Como reza a denominação correta – consoante sua Constituição –, o Estado brasileiro  não poderá aplicar medidas de antecipação da morte. Permitirá nos casos mencionados, mas não adotará nenhuma delas como política pública. Se a natureza jurídica da pena de morte é a extirpação do direito e se a Constituição Federal de 1988 assegura a “inviolabilidade do direito à vida”, amparar os dois preceitos seria um absurdo lógico.

Outra falência cognitiva está em discutir a pena de prisão perpétua – uma vez que a pena de morte afrontaria alguns preceitos religiosos. Do mesmo modo, no mesmo artigo 5º, a Constituição proíbe a adoção de penas crueis e degradantes: “III - ninguém será submetido a tortura nem a tratamento desumano ou degradante”. Logo, a prisão perpétua está rechaçada porque é a mais degradante das penas. Além do fator da ressocialização previsto na pena, a prisão perpétua leva-nos à conclusão de que alguns são “irrecuperáveis”.

 Ainda prevê o inciso XLI, do mesmo artigo 5º, que: “a lei punirá qualquer discriminação atentatória dos direitos e liberdades fundamentais”. Quer dizer que, qualquer iniciativa que promova adulteração/violação do artigo 5º da CF/88 será considerada ilegal e ilegítima, cabendo-lhe sim o “rigor da lei”. Se não bastasse, o inciso XLVII declara taxativamente que: “não haverá penas: a) de morte, salvo em caso de guerra declarada, nos termos do art. 84, XIX; b) de caráter perpétuo; c) de trabalhos forçados; d) de banimento; e) cruéis.

Trata-se, como visto, da Constituição protegendo-se a si mesma, inclusive, para que não supervenha o expediente utilizado pelos nazistas contra a Constituição de Weimar (1919).
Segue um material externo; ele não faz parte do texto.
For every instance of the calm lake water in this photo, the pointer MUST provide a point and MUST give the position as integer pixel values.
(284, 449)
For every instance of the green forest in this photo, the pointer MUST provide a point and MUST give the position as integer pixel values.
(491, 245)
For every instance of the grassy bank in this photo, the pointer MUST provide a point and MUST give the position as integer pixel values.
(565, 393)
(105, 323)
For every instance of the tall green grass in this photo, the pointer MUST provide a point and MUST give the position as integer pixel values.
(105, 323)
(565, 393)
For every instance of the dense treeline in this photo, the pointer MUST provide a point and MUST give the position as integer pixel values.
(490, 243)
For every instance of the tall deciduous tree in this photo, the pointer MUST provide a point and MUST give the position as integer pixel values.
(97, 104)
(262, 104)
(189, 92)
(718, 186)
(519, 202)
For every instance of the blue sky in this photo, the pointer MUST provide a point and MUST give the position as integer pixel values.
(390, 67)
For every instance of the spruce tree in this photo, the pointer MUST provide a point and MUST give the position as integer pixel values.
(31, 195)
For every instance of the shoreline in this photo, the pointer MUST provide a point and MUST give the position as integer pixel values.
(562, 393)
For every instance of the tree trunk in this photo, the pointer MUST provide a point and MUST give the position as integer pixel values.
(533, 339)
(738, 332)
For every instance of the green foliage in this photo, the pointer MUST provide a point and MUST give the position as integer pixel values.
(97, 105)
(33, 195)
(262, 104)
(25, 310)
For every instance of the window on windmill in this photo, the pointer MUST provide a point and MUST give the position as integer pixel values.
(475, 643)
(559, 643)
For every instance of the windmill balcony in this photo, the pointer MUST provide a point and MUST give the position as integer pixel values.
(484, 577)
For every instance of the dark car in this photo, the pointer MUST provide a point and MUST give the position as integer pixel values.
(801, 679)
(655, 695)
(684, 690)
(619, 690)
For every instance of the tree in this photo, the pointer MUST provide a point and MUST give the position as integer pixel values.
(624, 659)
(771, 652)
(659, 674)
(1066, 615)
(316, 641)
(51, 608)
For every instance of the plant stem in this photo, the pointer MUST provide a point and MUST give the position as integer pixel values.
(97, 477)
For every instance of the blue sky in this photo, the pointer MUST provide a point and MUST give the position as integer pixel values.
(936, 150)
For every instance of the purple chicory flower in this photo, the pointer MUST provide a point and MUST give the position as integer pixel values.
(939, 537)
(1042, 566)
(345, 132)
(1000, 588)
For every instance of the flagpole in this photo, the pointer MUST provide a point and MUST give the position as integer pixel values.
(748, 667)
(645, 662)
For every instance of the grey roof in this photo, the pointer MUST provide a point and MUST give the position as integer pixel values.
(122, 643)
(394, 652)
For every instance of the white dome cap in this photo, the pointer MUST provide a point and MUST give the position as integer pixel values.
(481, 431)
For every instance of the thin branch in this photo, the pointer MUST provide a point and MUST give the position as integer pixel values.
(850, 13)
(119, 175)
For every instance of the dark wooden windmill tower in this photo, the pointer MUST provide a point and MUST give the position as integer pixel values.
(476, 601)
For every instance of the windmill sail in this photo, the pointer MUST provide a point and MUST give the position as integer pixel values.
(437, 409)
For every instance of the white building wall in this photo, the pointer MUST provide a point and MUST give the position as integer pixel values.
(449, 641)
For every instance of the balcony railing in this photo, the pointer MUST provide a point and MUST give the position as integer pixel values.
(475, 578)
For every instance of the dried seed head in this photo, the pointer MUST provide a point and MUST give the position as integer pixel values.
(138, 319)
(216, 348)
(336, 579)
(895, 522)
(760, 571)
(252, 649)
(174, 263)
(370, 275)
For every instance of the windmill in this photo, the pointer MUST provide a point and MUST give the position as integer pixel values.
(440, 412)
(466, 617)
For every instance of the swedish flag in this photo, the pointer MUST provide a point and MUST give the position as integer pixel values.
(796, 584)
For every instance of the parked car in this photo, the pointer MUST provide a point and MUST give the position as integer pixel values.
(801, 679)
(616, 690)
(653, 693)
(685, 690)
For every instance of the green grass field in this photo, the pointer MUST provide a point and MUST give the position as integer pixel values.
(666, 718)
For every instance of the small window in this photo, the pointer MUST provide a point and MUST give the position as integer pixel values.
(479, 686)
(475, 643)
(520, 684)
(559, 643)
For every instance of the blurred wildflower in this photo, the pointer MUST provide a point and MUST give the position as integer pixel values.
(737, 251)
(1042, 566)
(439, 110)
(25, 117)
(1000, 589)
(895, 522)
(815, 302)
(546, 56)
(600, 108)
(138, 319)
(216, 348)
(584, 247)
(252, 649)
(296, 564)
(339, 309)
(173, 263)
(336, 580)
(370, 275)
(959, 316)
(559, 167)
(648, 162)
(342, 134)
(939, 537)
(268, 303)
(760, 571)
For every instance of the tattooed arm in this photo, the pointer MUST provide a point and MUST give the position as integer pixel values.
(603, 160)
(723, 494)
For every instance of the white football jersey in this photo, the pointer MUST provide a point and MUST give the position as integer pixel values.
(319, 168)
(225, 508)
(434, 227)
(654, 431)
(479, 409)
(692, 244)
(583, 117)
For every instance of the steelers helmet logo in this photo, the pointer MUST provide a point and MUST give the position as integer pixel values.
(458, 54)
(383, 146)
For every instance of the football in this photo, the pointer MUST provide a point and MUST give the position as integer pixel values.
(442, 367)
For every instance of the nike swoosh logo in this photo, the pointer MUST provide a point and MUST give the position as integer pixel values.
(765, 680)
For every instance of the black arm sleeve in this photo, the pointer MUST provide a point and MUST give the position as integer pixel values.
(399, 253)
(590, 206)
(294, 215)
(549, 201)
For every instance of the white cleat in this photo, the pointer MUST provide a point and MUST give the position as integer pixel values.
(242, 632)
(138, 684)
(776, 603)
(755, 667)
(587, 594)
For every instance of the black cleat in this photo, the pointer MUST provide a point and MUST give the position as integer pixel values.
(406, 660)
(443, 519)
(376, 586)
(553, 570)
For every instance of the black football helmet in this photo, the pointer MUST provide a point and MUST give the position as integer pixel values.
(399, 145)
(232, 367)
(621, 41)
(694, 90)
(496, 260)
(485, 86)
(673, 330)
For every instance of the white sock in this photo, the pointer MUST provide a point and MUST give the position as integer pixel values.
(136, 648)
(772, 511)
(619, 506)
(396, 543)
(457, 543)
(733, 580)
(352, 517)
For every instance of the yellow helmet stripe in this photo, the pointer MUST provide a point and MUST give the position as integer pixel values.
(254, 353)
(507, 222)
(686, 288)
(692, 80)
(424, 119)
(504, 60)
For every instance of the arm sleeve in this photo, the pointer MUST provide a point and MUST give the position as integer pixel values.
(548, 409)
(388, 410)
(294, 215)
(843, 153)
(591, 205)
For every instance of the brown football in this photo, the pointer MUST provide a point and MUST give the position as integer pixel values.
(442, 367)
Nem é o caso de se expor prós e contras acerca dessas penas, simplesmente, não cabe sequer debater o assunto com a mínima seriedade jurídica.

Sobre os autores
Vinicius Valentin Raduan Miguel

Advogado. Mestre em Direitos Humanos e Política Internacional pela Universidade de Glasgow. Professor de Direitos Humanos e Hermenêutica Jurídica da Faculdade Católica de Rondônia. Professor Substituto/Auxiliar do Departamento de Ciências Econômicas da Universidade Federal de Rondônia, onde é coordenador da Pós-Graduação em Segurança Pública e Direitos Humanos. Presidente da Comissão de Estudos Constitucionais da OAB/RO. Representante da Associação Nacional dos Centros de Defesa da Criança e do Adolescente (ANCED) no Comitê Nacional de Prevenção e Combate à Tortura.

Fátima Ferreira Martinez

Professora de Ética e Legislação Aplicada aos Negócios no Centro Universitário Eurípides de Marília – UNIVEM. Bacharel e Mestra em Direito.

Vinício Carrilho Martinez

Pós-Doutor em Ciência Política e em Direito. Coordenador do Curso de Licenciatura em Pedagogia, da UFSCar. Professor Associado II da Universidade Federal de São Carlos – UFSCar. Departamento de Educação- Ded/CECH. Programa de Pós-Graduação em Ciência, Tecnologia e Sociedade/PPGCTS/UFSCar Head of BRaS Research Group – Constitucional Studies and BRaS Academic Committee Member. Advogado (OAB/108390).

Como citar este texto (NBR 6023:2018 ABNT)

MIGUEL, Vinicius Valentin Raduan; MARTINEZ, Fátima Ferreira et al. O ilegítimo debate da pena de morte. Revista Jus Navigandi, ISSN 1518-4862, Teresina, ano 20, n. 4219, 19 jan. 2015. Disponível em: https://jus.com.br/artigos/35638. Acesso em: 22 nov. 2024.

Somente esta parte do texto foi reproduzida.